Transmitting Andy Warhol @ Tate Liverpool

Review by Sacha Waldron | 01 Jan 2015

Rather than focusing on a particular genre of Warhol’s immense output, the packed Transmitting Andy Warhol exhibition includes more than 100 works and considers the breadth of his practice. I don't say that in a derogatory way: I’m a Museum of Everything kind of girl, stack them up and pile them high… except when I’m in the mood for a single black painting in a white room. In fact, scrap the painting, switch the light on and off. Perfect.

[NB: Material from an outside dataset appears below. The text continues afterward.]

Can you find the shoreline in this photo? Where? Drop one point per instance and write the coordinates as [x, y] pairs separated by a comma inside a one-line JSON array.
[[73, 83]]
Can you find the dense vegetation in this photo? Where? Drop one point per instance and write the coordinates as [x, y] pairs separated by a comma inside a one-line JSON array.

Warhol first moved to New York in 1949 and worked as a freelance commercial illustrator for magazines such as Glamour and Harper's Bazaar but his work and his interests began to expand. He spent the next ten years making adverts, producing album covers, screen printing famous figures, filming skyscrapers, hanging out with bright young things and covering his studios with tin foil – morphing into the spiky-haired creative powerhouse we know today.

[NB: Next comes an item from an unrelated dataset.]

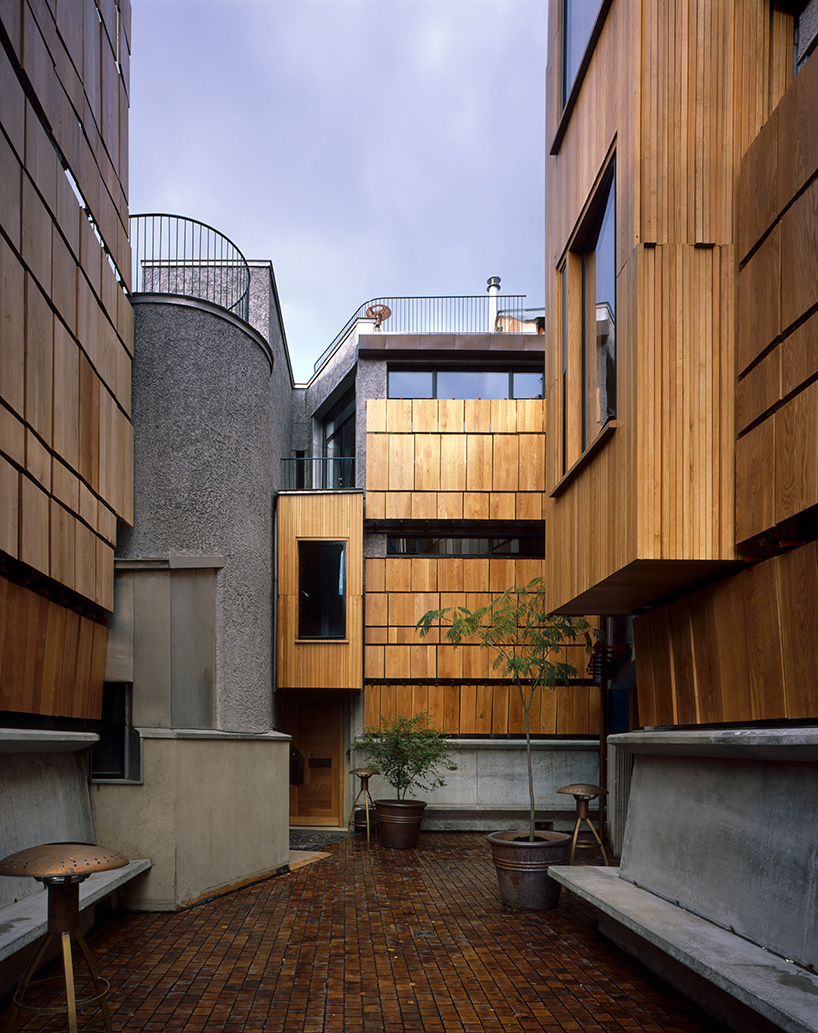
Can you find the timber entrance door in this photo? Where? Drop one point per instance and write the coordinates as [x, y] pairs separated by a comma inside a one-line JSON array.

Tate Liverpool has made the complexity of his practice, the crossover between Warhol’s commercial work and perhaps what could be seen as his more ‘purist’ artistic work, into the exhibition's strength. Walking through the galleries, there is a sense of overwhelming production. Imagery, objects, styles and interests bombard the viewer. A lot of it you don’t actually need to see (unless for the first time and then you absolutely do): Monroes, soup cans, Brillo boxes. You can buy these on a postcard in the Tate shop even when the exhibition is not on, which, of course, you won't (unless you are seeing them for the first time in which case you probably will). Some of the work, however, does hold up to repeat viewings, like the immersive recreation of the 1967 Exploding Plastic Inevitable compiled from films made for the Velvet Underground. The point is to see them together, look at the dates and realise there was no real disconnect from sometimes seemingly disparate ways of working or agendas. Everything was connected. Screenprints of Chairman Mao are dated at the same time as Rolling Stone album covers and many other seemingly opposing work; purposes overlap similarly and interestingly.

Visitors will flock to Transmitting Andy Warhol for the very name alone and it would be easy to dismiss this as just a blockbuster money-spinner. In this case it isn't so. The thematics of expanded and overlapping practice, of the commercial, rather than the misleading vision of an artistically moral alternative to the commercial or economic, are still relevant things for all of us, as artists, as writers and as viewers, to consider. All elements of our experience and output are both divided and one.